Affirmed through a Memorandum of Understanding (MoU), the agreement will see DORIS applying its expertise in full engineering services to integrate Axens’ carbon capture technologies such as DMX and AdvAmine with hard-to-abate sectors of industry.
The partnership aims to cover the full CO2 value chain, from capture at the point of emission (fuel combustion and industrial processes), up to the usage or permanent storage.
Stating that CCUS is one of numerous solutions that can aid in industrial decarbonisation, Olivier Benyessaad, Head of Strategy for EAME APAC region, DORIS, added that the main challenges surrounding larger deployment related to the total cost of ownership of the solution.
“With Axens technological know-how, we are now able to propose integrated and cost effective solutions for all our industrial clients who are looking at implementing CCUS solutions.”
One of the solutions, AdvAmine, is a gas sweetening technology that aids in the removal of contaminants like CO2, H2S, Mercaptans and COS, while DMX is a process that utilises a solvent to capture CO2 from flue gas across a range of processes including power stations, waste incinerators, cement plans, and is adapted for use on industrial smoke or industrial gas when CO2 partial pressures are low to medium.
“Axens will leverage on AdvAmine 60 years’ operating experience on natural gas sweetening to widely deploy its DMX breakthrough technology that removes CO2 from industrial flue gas,” explained Rachid Chennit, Vice President, Low Carbon Solutions & Gas, Axens.
“DORIS expertise in engineering combined with Axens technology know-how will bring a strong added value to all industrials willing to reduce their CO2 emissions.”
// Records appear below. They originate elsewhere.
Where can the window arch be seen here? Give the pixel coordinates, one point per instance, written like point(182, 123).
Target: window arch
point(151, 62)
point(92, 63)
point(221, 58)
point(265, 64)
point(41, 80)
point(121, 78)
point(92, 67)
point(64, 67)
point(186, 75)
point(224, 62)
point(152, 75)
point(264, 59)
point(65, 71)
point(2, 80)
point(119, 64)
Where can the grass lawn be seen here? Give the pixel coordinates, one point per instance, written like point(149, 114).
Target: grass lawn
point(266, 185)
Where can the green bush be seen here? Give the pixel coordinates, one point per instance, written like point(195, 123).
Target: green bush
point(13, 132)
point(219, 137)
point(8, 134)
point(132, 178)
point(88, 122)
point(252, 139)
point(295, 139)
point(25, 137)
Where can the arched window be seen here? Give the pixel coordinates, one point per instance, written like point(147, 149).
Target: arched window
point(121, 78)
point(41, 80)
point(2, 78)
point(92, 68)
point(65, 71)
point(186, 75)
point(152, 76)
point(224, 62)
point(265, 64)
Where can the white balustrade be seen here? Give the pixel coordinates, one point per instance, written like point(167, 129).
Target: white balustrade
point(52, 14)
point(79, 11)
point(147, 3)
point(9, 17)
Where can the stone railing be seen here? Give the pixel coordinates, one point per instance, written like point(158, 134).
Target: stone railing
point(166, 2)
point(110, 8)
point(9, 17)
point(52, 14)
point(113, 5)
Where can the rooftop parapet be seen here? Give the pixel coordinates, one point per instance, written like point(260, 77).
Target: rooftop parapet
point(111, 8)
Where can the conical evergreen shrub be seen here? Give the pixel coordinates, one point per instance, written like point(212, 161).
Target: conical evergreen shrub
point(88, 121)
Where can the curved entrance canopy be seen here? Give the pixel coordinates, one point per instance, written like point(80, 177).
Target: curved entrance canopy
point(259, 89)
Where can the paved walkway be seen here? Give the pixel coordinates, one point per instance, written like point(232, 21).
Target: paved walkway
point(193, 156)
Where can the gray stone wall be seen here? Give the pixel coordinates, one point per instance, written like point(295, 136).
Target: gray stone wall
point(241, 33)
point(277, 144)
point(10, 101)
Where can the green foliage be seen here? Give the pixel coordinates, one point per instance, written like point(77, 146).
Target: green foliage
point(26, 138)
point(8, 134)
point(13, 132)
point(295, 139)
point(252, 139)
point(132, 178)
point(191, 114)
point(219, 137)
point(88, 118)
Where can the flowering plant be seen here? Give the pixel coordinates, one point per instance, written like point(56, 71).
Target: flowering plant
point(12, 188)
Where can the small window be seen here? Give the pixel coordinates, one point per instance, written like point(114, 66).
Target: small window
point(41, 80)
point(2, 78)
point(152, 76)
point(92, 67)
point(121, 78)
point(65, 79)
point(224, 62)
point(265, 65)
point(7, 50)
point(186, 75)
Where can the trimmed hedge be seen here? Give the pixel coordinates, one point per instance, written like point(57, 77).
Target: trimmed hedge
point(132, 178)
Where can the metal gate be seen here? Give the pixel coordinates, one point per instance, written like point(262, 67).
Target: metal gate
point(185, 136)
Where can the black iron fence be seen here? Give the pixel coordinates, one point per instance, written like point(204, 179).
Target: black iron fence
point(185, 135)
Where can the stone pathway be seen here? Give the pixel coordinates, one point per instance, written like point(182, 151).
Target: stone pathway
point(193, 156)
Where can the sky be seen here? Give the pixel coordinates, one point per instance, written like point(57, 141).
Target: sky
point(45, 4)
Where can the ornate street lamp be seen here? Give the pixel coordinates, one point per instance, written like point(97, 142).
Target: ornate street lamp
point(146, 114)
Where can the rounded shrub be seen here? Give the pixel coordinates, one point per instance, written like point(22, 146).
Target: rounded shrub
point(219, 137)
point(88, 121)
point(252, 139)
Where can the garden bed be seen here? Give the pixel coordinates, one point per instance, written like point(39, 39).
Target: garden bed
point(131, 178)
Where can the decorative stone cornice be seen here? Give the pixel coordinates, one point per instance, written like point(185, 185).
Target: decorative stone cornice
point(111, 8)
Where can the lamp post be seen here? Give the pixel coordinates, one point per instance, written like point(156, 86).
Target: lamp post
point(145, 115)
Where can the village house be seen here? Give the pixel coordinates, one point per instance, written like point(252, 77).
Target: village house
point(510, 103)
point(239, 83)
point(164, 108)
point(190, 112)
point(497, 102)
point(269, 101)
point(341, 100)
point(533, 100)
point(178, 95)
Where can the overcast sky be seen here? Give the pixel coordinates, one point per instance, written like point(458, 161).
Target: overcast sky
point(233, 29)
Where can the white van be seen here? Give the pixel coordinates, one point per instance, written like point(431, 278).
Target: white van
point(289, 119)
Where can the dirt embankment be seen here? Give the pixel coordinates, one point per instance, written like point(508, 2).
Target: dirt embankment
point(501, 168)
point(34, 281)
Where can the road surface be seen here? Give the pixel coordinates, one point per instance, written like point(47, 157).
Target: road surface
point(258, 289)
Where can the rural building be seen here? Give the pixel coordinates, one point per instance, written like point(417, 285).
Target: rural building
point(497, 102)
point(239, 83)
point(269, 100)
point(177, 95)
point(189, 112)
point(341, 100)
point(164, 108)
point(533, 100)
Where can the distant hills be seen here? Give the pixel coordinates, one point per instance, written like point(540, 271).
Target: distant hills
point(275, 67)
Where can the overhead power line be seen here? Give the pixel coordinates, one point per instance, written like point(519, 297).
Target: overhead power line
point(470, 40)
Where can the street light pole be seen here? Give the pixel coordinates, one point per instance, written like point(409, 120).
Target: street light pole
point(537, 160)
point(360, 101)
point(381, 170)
Having stated that CCS is a necessary technology to reaching Net Zero emissions, the Intergovernmental Panel on Climate Change (IPCC) and the International Energy Agency (IEA) both encourage an acceleration of global carbon capture capacity, with the IEA’s Sustainable Development Scenario targeting around 900 MtCO2 (million tonnes) per year by 2030 and 5,400 MtCO2 by 2050.